Coursework I:
Learning Learning, From-Scratch
COMP0169 Team
The total points for this exercise is 100.
We will be using two datasets that we will provide to you: Iris and MNIST. You will be provided with two
subsets for each of the dataset, a training subset (XX train samples.npy and XX train labels.npy with
XX the name of the dataset) and a validation subset (XX val samples.npy and XX val labels.npy). We
withhold the test sub-sets of these two data sets and a hidden training set Hidden.
We will test correctness of your code on Hidden. An anonymised leader board with test subsets and on
Hidden will be published at Moodle.
Iris dataset contains the following features in order: sepal length, sepal width, petal length, petal width.
Classes names are: Iris Setosa for label 0, Iris Versicolour for label 1, and Iris Virginica for label 2.
Each exercise must be implemented from scratch. Libraries are allowed unless differently specified. We
encourage to test the correctness of results using libraries.
1 Line Fitting (10 points)
a Implement the normal equation solver function nsolve, which takes as input the matrix X and the
target vector y and returns the optimized weights w. (5 points)
1
b Implement lineFit(X,y) which should fit a linear function to the input data. Test your implementation
on the following task: predict with linear fitting the petal length (cm) of the Iris dataset using the three
remaining variables as inputs (sepal length (cm), sepal width (cm) and petal width (cm)). Report the
L2 loss on the validation set and plot a graph showing the correlation between y and your prediction
on the validation set (2 points)
c Implement polyFit(X,y) which should fit a 2nd degree polynomial to the input data. Test your
implementation on the following task: predict with the polynomial the petal width (cm) of the Iris
dataset using the three remaining variables as inputs (sepal length (cm), sepal width (cm), petal length
(cm), petal width (cm)). The 2nd degree polynomial should consider all possible pairwise terms, i.e.
w1x
2 + w2xy + w3y
2 + w4x + w5y + w6 in the case of two input variables x and y. Report the L2 loss
on the validation set and plot a graph showing the correlation between y and your prediction on the
validation set (3 points)
2 Clustering (14 points)
a) Implement a function pca(X, ndims) that performs PCA over the input data X and returns both the
mean vector ¯X and the ndims top components. The top components are the eigen vectors linked to
the top eigen values computed from the covariance matrix. Try your function on the MNIST dataset,
which is composed of 10 digit classes. Display the top 10 components fitted on the train dataset as
images and check that you can reconstruct perfectly an input digit from the validation set using all
components (7 points)
b) Perform independent research on the clustering algorithm k-means. Implement a function kmeans
performing k-means on input data X. Propose the interface to that function (i.e., what is its input and
output?) and write in three sentences why this is. Apply you Kmeans implementation on the MNIST
training set with k = 10 clusters and display the centroids as images (5 points).
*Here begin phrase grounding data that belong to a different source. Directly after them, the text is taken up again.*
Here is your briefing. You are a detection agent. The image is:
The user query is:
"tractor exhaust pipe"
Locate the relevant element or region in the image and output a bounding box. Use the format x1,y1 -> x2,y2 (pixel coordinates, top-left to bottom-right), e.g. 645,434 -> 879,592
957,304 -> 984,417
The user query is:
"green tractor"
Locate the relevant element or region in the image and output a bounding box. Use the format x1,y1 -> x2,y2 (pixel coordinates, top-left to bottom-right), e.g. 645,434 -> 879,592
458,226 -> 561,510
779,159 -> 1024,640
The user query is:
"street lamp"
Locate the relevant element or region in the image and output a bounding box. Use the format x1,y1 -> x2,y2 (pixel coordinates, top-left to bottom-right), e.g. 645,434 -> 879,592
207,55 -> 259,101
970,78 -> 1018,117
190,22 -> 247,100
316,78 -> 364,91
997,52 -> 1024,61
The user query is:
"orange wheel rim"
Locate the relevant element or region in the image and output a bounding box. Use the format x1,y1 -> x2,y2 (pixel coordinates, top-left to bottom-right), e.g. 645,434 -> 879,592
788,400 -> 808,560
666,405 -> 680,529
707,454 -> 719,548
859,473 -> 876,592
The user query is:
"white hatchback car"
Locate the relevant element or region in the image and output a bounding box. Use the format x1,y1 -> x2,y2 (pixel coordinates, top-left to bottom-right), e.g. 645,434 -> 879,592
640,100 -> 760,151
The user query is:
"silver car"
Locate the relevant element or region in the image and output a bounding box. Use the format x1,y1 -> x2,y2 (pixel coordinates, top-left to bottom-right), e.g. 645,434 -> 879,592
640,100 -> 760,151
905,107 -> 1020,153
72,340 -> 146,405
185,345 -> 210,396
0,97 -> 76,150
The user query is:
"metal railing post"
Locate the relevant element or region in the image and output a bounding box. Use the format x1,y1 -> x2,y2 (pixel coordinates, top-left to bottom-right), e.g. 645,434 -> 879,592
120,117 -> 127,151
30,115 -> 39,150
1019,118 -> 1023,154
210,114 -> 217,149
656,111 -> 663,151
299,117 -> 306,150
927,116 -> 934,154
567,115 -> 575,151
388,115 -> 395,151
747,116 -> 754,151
c) Describe the k-means algorithm, highlighting similarities and differences from KNN. Compare the
reconstruction loss on the validation set for both k-means and PCA. Write no more than a third of a
page. (2 points)
3 Linear Classification (26 points)
a) Implement the normal equation-based binary linear classifier lclass(examplesA, examplesB, testExample)
where the first two arguments are the set of samples from class A and class B respectively and the third
is the test. The function should return 0 if test is in A and 1 otherwise. It should, for simplicity, both
train and test in one function call. (5 points)
b) Test this on all the samples in Iris, Setosa vs non-Setosa, etc and propose a simple analysis (text,
figure, table) of the result you find, but not longer than the third of a page. (6 points)
c) Perform independent research how to do multi-class classification. Implement lmclass(examples,
class, testExample) that performs multi-class classification of the examples examples according
to the vector of labels class of the same size and tests it with testExample by returning the vector
probability of being class i. (10 points)
d) Present findings applying multi-class classification on Iris dataset with 3 classes. You can include
figures and tables if needed. Write no longer than third of a page. (5 points)
2
4 Non-linear Classification (25 points)
a) Implement classification based on logistic regression using GD by implementing the gradient function
deLogistic(preds, X, Y) and optimizing using GD. preds are the prediction from the model, X are
the data and Y are the labels. (5 points)
b) Implement classification based on hinge loss (5 points) using GD by implementing the gradient function
deHinge(preds, W, x, y) and optimizing using GD. preds are the prediction from the model, W
describes the model parameters, x is the data and y represent the labels. (5 points)
c) Implement kernel SVM function ksvm(kernel, x, y, xtest). The function takes as input a kernel,
training data and a set of test points. The function returns the set of support vectors along with the
predicted labels. You are allowed to use scipy optimization library to solve the quadratic problem of
SVM. (10 points)
5 Neural network (25 points)
a) Devise a three-layer neural network with n hidden states and sigmoid activations for classification.
Explain how many parameters this has in one sentence. (2 points)
b) Provide the equation for the gradient using chain rule for the network in point a). (8 points)
c) Implement the binary classifier nnclass(examplesA, examplesB, testExample) that is trained with
your implementation of (stochastic) GD and your gradient function using the network. (10 points)
d) Do an analysis how changes of n affect the accuracy, not longer than a third of a page. A table and /
or plot is welcome. Pay attention to table formatting and labels. (5 points)